Nessuno in generale dovrebbe lasciarsi impressionare dalle parole sapientemente spese davanti ad una telecamera da personaggi come questo, nemmeno se la telecamera è nascosta, nemmeno se la telecamera è segreta: la telecamera, certa o presunta che possa essere, è una tentazione irresistibile per mandare “messaggi” e trattare. Vale per Baiardo, vale per lo scomparso Riina, vale per Graviano, etc.

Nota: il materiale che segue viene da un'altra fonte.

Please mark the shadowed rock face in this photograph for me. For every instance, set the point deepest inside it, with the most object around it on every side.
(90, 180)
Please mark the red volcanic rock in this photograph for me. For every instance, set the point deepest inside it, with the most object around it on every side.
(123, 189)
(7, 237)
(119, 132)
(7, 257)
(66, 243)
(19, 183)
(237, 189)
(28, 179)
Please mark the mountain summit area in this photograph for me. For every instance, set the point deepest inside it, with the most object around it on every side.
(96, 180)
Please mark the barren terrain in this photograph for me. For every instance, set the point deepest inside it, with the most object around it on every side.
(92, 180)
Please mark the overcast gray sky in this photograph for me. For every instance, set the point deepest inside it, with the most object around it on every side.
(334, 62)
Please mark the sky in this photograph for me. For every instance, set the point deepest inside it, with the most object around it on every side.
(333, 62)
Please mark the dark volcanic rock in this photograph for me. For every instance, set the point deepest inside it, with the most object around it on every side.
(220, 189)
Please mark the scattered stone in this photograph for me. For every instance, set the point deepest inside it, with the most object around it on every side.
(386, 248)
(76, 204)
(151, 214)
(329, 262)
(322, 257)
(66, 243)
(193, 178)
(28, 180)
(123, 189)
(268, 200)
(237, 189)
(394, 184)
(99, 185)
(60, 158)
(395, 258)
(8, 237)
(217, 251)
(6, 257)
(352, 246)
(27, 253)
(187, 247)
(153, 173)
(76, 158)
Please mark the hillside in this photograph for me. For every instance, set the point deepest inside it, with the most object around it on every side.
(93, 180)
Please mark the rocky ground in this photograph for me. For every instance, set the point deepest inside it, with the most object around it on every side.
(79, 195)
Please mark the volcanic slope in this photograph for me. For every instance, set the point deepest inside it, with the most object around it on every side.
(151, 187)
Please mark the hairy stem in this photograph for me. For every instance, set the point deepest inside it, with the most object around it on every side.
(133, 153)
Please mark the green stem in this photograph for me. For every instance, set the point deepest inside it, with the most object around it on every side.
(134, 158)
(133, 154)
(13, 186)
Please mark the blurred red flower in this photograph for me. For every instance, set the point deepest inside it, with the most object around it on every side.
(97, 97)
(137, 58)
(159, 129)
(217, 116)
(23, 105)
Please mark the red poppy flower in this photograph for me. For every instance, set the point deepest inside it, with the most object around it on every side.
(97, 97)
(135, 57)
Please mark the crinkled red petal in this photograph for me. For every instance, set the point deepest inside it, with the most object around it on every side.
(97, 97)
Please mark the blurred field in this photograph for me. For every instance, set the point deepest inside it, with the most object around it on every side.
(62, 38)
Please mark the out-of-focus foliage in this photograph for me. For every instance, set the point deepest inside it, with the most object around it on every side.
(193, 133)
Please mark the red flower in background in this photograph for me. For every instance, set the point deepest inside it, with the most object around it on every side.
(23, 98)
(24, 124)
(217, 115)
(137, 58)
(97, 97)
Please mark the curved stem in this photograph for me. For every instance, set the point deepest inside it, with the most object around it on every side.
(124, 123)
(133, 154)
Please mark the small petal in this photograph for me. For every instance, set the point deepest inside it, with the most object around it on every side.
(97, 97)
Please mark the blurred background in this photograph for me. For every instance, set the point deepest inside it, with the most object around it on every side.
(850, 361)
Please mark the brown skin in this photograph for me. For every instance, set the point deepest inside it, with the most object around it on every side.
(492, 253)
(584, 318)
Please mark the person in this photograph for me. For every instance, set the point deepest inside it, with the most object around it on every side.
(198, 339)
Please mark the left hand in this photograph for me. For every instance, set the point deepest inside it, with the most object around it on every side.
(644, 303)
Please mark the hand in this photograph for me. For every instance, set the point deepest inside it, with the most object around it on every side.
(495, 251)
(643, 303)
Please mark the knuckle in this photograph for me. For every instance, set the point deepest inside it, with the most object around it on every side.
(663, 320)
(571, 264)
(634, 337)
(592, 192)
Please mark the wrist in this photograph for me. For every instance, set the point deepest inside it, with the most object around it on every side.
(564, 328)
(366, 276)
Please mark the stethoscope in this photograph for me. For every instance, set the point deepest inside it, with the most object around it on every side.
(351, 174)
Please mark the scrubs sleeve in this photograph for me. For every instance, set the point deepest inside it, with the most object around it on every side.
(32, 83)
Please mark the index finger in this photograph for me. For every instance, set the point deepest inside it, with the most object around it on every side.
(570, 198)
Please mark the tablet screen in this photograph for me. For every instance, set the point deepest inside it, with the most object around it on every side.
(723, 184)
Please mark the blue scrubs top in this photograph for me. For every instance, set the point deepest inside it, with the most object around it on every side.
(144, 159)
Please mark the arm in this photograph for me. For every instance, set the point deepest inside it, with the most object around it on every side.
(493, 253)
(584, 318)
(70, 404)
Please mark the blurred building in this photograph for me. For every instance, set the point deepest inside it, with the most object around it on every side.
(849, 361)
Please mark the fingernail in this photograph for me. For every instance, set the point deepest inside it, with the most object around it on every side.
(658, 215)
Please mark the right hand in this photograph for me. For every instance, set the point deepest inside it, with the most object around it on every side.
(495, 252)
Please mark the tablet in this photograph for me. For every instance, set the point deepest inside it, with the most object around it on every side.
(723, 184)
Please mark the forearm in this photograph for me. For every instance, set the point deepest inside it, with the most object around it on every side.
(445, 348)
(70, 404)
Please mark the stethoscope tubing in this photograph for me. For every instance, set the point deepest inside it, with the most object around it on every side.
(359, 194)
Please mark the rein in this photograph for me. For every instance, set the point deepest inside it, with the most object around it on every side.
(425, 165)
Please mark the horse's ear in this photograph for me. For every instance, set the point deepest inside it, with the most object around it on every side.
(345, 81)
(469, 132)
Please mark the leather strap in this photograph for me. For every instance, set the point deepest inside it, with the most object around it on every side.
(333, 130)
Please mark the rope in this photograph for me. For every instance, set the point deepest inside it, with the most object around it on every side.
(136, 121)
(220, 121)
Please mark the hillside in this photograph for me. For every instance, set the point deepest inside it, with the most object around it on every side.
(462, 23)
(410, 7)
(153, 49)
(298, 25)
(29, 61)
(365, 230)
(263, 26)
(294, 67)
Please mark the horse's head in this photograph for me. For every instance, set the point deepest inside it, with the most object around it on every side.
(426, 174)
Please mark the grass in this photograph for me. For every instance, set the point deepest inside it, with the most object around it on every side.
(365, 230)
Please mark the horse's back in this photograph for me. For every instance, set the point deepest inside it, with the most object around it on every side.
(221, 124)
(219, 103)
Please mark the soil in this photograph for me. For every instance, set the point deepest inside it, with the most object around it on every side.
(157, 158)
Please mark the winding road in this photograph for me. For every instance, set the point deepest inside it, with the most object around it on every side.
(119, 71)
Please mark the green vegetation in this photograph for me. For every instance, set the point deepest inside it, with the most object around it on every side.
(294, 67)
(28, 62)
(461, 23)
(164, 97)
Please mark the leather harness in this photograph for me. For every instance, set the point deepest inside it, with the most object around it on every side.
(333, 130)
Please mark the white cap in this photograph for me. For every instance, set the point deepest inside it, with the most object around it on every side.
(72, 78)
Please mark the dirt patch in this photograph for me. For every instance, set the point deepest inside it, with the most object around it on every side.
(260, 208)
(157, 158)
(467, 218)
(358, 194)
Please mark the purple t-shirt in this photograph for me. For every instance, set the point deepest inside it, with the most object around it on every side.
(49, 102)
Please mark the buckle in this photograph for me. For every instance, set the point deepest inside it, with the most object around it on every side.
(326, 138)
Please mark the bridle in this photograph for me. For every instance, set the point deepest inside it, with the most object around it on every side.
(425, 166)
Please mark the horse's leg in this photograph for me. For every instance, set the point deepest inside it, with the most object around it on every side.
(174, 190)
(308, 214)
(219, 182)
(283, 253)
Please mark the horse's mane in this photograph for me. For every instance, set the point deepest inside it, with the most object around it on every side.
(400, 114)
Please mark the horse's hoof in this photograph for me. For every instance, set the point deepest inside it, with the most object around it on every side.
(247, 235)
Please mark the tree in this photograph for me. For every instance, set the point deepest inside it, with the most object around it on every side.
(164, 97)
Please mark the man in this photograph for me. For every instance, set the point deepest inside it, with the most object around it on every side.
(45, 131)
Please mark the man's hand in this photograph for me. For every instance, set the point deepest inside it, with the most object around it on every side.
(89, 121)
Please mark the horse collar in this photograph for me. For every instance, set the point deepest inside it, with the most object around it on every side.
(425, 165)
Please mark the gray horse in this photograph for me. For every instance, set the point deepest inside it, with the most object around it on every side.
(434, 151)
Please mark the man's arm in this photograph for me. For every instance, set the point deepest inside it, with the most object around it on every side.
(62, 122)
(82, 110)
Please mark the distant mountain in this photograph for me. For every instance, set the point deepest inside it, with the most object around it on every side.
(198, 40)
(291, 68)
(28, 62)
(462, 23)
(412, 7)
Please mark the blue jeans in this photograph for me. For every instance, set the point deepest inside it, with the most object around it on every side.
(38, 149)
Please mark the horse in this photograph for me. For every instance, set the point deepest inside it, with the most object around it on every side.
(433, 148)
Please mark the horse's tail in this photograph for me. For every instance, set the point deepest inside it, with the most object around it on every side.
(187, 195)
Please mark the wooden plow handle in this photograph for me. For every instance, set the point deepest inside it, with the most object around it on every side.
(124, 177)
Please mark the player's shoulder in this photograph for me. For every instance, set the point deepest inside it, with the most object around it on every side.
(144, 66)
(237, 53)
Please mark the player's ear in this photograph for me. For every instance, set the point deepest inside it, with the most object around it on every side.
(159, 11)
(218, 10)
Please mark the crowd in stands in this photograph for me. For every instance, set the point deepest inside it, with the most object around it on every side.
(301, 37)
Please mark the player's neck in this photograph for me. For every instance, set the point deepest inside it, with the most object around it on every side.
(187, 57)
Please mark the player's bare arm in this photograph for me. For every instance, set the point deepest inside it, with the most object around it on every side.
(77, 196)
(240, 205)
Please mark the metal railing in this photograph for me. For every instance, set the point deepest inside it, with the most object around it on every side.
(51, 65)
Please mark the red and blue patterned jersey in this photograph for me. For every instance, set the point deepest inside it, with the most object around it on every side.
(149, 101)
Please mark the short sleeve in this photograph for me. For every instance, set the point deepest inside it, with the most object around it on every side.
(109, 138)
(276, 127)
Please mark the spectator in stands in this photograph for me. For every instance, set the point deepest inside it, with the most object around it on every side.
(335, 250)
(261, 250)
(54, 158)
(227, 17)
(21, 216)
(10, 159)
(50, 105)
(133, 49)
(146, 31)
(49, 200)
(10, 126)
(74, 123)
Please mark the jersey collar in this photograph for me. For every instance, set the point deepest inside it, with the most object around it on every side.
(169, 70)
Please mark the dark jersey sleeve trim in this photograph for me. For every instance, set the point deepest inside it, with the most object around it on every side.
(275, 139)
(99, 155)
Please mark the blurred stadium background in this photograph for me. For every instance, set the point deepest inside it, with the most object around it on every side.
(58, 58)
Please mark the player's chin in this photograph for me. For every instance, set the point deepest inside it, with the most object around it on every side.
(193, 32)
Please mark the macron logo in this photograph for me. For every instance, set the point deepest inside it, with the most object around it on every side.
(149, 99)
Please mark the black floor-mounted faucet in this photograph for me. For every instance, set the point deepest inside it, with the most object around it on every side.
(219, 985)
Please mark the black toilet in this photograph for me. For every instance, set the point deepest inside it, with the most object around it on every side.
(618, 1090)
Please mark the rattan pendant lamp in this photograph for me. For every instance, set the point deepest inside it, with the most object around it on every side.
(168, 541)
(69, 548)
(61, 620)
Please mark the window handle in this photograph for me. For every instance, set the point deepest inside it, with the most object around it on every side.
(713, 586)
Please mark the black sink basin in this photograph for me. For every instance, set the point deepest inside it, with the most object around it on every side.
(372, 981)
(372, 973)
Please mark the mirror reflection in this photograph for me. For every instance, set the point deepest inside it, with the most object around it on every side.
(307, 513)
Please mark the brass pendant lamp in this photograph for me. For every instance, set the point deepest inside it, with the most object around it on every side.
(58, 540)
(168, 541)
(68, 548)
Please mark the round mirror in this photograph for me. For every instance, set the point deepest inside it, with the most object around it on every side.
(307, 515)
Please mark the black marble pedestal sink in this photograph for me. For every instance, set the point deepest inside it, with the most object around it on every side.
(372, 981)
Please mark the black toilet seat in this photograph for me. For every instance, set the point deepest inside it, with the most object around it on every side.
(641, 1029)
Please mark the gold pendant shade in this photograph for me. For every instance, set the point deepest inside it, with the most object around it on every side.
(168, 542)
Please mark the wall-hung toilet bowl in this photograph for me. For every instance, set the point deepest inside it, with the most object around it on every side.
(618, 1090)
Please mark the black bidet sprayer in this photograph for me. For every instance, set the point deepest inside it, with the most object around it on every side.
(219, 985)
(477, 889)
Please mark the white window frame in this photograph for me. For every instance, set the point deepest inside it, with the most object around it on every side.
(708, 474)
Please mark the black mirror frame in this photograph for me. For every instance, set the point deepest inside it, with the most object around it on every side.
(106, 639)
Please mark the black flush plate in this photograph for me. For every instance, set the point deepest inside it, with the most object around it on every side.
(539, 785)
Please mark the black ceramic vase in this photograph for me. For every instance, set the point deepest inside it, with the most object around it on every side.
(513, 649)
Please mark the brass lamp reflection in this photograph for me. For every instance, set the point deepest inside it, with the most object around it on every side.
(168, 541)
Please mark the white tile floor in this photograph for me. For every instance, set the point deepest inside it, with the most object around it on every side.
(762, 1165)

Ma nel caso della profezia sull’arresto, non siamo di fronte a parole prive di riscontro, che valgono meno dello scherzo di un bambino: siamo di fronte a parole così “riscontrate” dai fatti da diventare un caso nel caso.
Qual è stata la “meccanica” di quella profezia? Cioè, come si è arrivati a quella intervista? Chi ne era stato messo al corrente? E’ stato un azzardo fortunato o Baiardo sapeva davvero qualcosa? Baiardo ha sempre parlato per fare gli interessi dei Graviano: esiste un collegamento anche in questa circostanza? C’entrano le aspettative che avrebbe soprattutto Filippo di accedere a qualche beneficio carcerario nell’anno in corso? Sono domande che mi assillano ancor più di quelle relative alla fantomatica foto che ritrarrebbe insieme Berlusconi, Delfino e Graviano, che potrebbe rivelarsi un bluff, buono a distrarre, ancora una volta, dalla sostanza degli eventi.
Domande che dovrebbero assillare pure la Commissione parlamentare antimafia, che si è trovata tra le mani, per fortunata circostanza, l’Armageddon di tutta l’antimafia – ovvero l’arresto dell’ultimo boss stragista in circolazione – ed è riuscita, con una “eleganza” abbacinante, a far finta di niente. La stessa abbacinante eleganza di chi, davanti alla villa di Totò Riina appena arrestato, preferì spegnere tutto e farsi da parte. L’invadenza, d’altra parte, è una tale cafonata!